Mardi, nous sommes allés passer la journée à Fort-de-France-en-ville, où nous avions à peine mis les pieds depuis plusieurs années, malgré plusieurs séjours en Martinique. Nous avons flâné autour du marché central, fait du lèche-vitrine dans les bazars des traditionnels marchands syriens et chinois du quartier, acheté des noix et des bonbons aux vendeuses sur le trottoir de la rue Antoine-Siger, pris un jus au Bar de l'Impératrice face à la Place de la Savane (en grands travaux, suite notamment aux ravages perpétrés par l'Ouragan Dean) et mangé dans un repaire de
marins bretons le long de la Jetée, en face de la gare des taxis-pays. La ville a beaucoup évolué, sous l'impusion du nouveau maire Serge Letchimy, urbaniste et successeur d'Aimé Césaire.

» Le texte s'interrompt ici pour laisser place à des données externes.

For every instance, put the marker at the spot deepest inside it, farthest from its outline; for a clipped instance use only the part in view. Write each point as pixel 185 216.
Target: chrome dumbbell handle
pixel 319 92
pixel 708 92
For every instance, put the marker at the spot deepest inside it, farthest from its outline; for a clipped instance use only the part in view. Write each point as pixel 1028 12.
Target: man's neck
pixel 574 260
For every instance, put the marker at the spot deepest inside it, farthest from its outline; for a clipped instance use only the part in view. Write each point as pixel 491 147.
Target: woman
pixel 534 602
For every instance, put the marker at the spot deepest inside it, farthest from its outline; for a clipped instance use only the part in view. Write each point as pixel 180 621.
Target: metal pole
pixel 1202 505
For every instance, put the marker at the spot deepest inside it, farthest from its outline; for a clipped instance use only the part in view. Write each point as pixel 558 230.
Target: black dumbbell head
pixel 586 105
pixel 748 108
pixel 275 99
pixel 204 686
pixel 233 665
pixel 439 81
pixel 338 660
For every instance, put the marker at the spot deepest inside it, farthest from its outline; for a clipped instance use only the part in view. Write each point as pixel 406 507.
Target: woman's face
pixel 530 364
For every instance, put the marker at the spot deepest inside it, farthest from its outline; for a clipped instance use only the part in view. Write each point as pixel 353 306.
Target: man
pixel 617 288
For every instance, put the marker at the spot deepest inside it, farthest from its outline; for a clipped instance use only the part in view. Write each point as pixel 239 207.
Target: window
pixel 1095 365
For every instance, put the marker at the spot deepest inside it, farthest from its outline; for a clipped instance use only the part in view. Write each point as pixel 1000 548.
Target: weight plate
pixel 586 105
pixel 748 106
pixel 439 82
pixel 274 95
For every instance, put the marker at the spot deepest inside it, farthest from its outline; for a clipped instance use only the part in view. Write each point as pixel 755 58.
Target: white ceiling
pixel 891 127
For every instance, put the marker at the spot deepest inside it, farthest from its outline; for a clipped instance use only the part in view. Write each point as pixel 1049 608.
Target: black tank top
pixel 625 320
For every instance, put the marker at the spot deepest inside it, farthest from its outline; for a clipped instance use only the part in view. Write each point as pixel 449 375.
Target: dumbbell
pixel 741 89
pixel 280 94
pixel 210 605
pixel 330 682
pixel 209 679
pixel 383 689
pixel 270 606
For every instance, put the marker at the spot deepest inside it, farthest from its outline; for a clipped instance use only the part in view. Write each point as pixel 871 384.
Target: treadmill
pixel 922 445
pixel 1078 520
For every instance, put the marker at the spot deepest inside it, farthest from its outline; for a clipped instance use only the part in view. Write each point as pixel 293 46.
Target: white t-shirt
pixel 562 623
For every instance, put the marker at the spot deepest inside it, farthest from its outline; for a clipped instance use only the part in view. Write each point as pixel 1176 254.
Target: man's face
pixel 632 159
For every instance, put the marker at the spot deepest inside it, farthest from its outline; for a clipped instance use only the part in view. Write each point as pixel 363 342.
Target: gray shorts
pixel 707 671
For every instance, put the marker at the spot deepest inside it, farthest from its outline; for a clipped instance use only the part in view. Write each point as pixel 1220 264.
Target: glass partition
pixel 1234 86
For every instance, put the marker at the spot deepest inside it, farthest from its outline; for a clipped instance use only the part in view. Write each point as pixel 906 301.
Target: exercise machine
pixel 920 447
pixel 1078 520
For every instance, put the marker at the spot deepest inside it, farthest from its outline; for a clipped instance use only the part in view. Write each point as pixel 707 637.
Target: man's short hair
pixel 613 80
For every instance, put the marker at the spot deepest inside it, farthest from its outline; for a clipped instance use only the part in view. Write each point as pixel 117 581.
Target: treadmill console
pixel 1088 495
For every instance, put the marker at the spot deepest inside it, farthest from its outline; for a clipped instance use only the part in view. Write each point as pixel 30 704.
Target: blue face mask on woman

Mais par-ci, par-là, au détour d'une rue, nous découvrons tout-à-coup un paysage urbain typique du vieux Fort-de-France que nous avions connu dans les années 1960, avec ses petites bicoques en bois de couleurs vives et ses magasins étroits mais chaleureux (photo).La journée a cependant été assombrie quand nous avons appris, à la Pharmacie de l'Impératrice, le décès l'an dernier de notre ancien copain (et joyeux compagnon de virées) Berly Glaudon. Nous avions pourtant eu de bonnes nouvelles de lui en janvier 2006, et nous nous étions alors promis d'aller lui rendre visite aux Trois-Îlets à notre prochain passage. Hé bien, c'est raté pour de bon.
Pour ne pas changer de sujet, aujour
d'hui, jour de la Toussaint, est la "fête des morts" pour les Martiniquais, qui font alors la tournée des cimetières pour saluer leurs disparus et couvrir leurs tombes, des croix les plus modestes piquées sur un tas de sable (photo) jusqu'aux caveaux tuilés les plus grandiloquents, de fleurs et de lampions. Comme c'est la première fois depuis nombre d'années qu'Azur est ici à cette date, elle a décidé de sacrifier à la tradition.Nous sommes donc partis ce matin avec Gérard (revenu hier soir) pour passer d'abord à Sainte-Anne, où nous avons retrouvé sans trop de difficulté le tombeau du papa de Marie-José, René Manuel.
Le cimetière était assez achalandé, mais plutôt calme. Même chose une heure plus tard au Diamant, devant le caveau (fermé et cadenassé) de la grand-mère.C'est finalement à Rivière-Pilote, où est enterrée la belle-mère Yaya Lagrandcourt, que j'ai compris le sens réel de l'expression "Fête des Morts". De chaque côté de l'entrée du cimetière s'étalaient, dans une atmosphère de kermesse villageoise, une demi-douzaine de boutiques vendant qui des fleurs naturelles ou artificielles, qui des lampions, qui même des eaux gazeuses, des noix ou des bonbons.
À l'intérieur, on avait dressé une sorte de pavillon ouvert où une équipe en T-shirts aux armes de la commune accueillait et dirigeait les visiteurs. Malgré une série d'averses diluviennes, ceux-ci circulaient entre les tombeaux
(souvent de grande taille et abondamment décorés) en causant à haute voix et échangeant des salutations et des souvenirs -- qui donnaient parfois lieu à de bruyants éclats de rire -- avec des parents ou des connaissances croisés au hasard des allées. Le tout se terminant, aussi souvent qu'autrement, au bistrot en face qui faisait clairement des affaires d'or. Les morts, en Martinique, ne risquent vraiment pas de s'ennuyer!